"Erzählen Sie Ihre Geschichte!"

Großes Echo auf Vortrag "Menschen in Baracken"

"Lager Hohl" Neckarelz

Das Lager "Hohl" in Neckarelz im Jahr 1947. Foto: Kurt Heuberger

„Menschen in Baracken – Die Region Neckarelz, Neckarzimmern und Obrigheim als Aufnahmeraum für ‚Fremde‘ 1944 -47 “ – unter dieses Thema hatte Dr. Tobias Markowitsch seinen Vortrag im Rahmen des 1250er-Jubiläums der drei Neckargemeinden gestellt. 150 ZuhörerInnen waren gekommen – fast alle Kinder der "Baracken-Menschen" der späten 40er Jahre.   

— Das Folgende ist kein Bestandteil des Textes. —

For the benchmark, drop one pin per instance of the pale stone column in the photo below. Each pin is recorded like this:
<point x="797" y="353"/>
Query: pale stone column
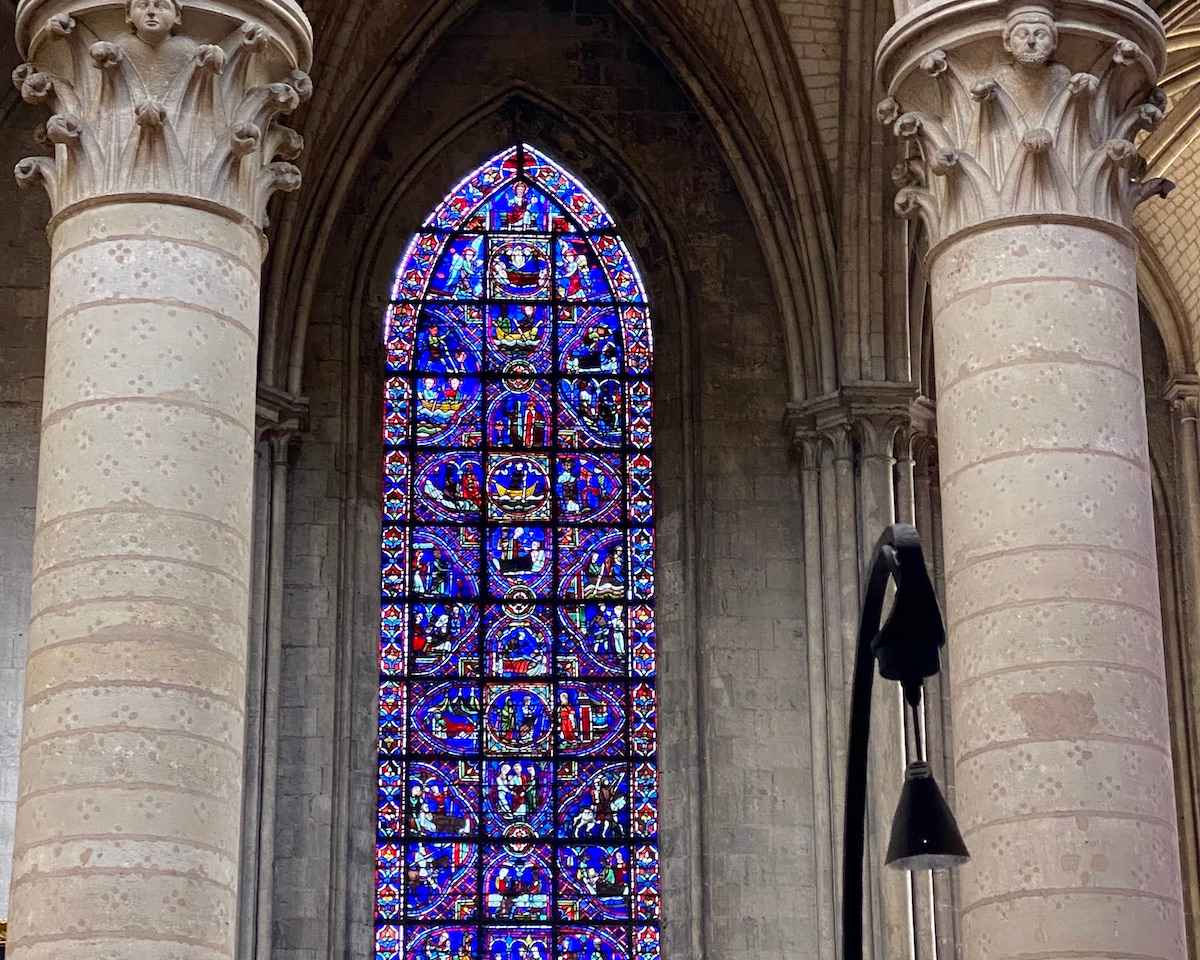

Markowitsch wählte als Ausgangspunkt seines Vortrags die kleine ehemalige Krankenbaracke, die heute das größte Ausstellungsstück der KZ-Gedenkstätte Neckarelz darstellt.  1944/45 stand sie im Hof der Grundschule, dort wurden die ansteckend Kranken isoliert. Viele starben dort an Typhus oder anderen Infektionskrankheiten. Ein Jahr später fand die gerade aus Ungarn nach Neckarelz verschleppte 18jährige Anna Hercegfi in dem zur Holzwerkstatt umfunktionierten Häuschen Arbeit: sie fertigte Puppenmöbel aus Holz und verdiente so ihr erstes Geld.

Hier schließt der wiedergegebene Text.